Between 25,000 and 50,000 barrels per day of ethane are produced at natural gas processing plants in Williams County near Tioga and Williston. Right now, that ethane is being shipped by pipeline to Canada presently, for plastics manufacturing.
That’s just the tip of what’s available gas-wise in the state.
“We know we have the gas,” Sanford said. “We’re flaring enough gas to power the whole state. The opportunity is here, and our gas is rich in ethane.”
The state produced 2.6 billion cubic feet per day of natural gas in February, according to the most recent figures from the North Dakota Division of Oil and Gas. About 20 percent of that was flared or burned off, due to a lack of infrastructure and processing capacity.
A petrochemical plant would not only change the dynamic when it comes to flaring, but for the economy as well, by capturing more of the wealth chain and keeping it in the state.
During the last legislative session, lawmakers approved a sales tax exemption for certain natural gas processing facilities, in hopes of attracting a plastics manufacturing plant.
Bakken Midstream told lawmakers during deliberations that it is considering a value-added natural gas infrastructure project in North Dakota.
The company was founded in 2019, according to its website.
“Bakken Midstream believes that (North Dakota) has the potential to become a world-class leader in value-added natural gas related products,” the company’s website states. “North Dakota has tremendous natural gas resources.
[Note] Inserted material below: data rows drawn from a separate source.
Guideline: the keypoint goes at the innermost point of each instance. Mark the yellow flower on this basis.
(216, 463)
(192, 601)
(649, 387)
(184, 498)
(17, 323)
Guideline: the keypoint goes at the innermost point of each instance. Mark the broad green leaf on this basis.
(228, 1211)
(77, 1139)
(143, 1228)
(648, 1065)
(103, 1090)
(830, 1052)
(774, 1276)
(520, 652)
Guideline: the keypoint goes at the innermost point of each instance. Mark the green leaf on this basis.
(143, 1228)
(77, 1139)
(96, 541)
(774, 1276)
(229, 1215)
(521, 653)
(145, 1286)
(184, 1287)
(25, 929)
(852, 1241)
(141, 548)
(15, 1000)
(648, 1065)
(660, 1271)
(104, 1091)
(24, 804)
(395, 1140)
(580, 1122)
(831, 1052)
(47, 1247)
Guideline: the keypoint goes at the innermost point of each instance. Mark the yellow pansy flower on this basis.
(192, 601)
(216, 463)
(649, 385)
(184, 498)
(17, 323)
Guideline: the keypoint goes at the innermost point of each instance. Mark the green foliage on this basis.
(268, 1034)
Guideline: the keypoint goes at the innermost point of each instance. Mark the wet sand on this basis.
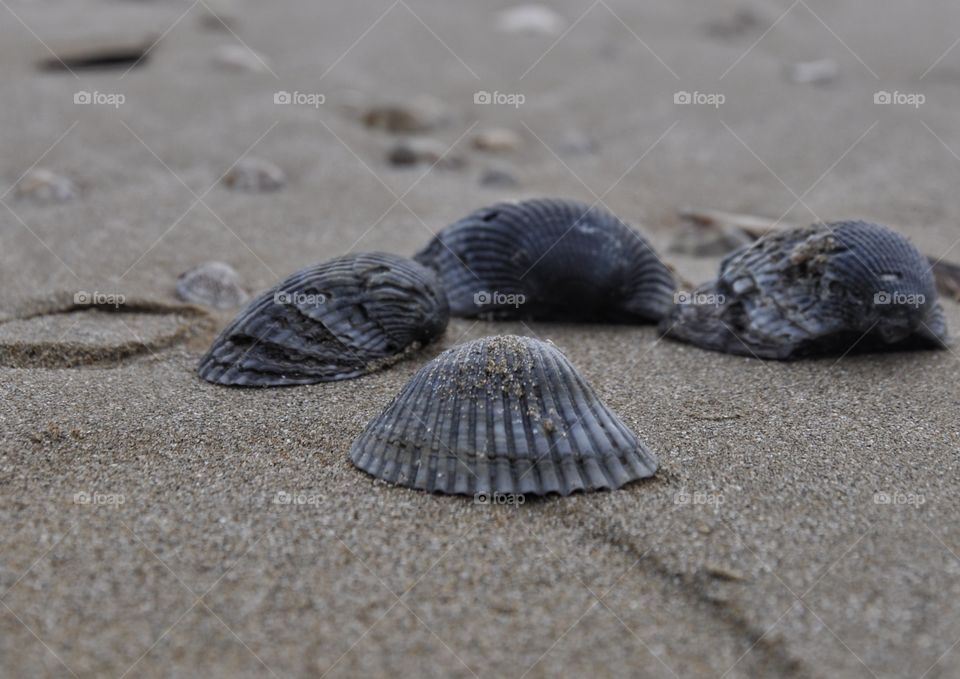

What’s lacking is natural gas infrastructure, in particular infrastructure for value-added products.
“The mission of Bakken Midstream is to develop and own that infrastructure.”
Petrochemicals are not the only area where Sanford said he and the governor are trying to attract value-added enterprise to the state.
Another effort is a biodiesel refinery, which would process soybeans into soy oil to make fuel.
Had the soybean plant been operational sooner, that might have helped insulate the state from the negative effects of recent tariffs on soybeans.
In the longer term picture, having local enterprises like the soybean plant and the petrochemical plant will eventually help reduce freight and basis for the commodity in the future.
“That has to be a better economy,” Sanford said. “Processing soybeans, processing your gas here, the synergy of that is incredible.”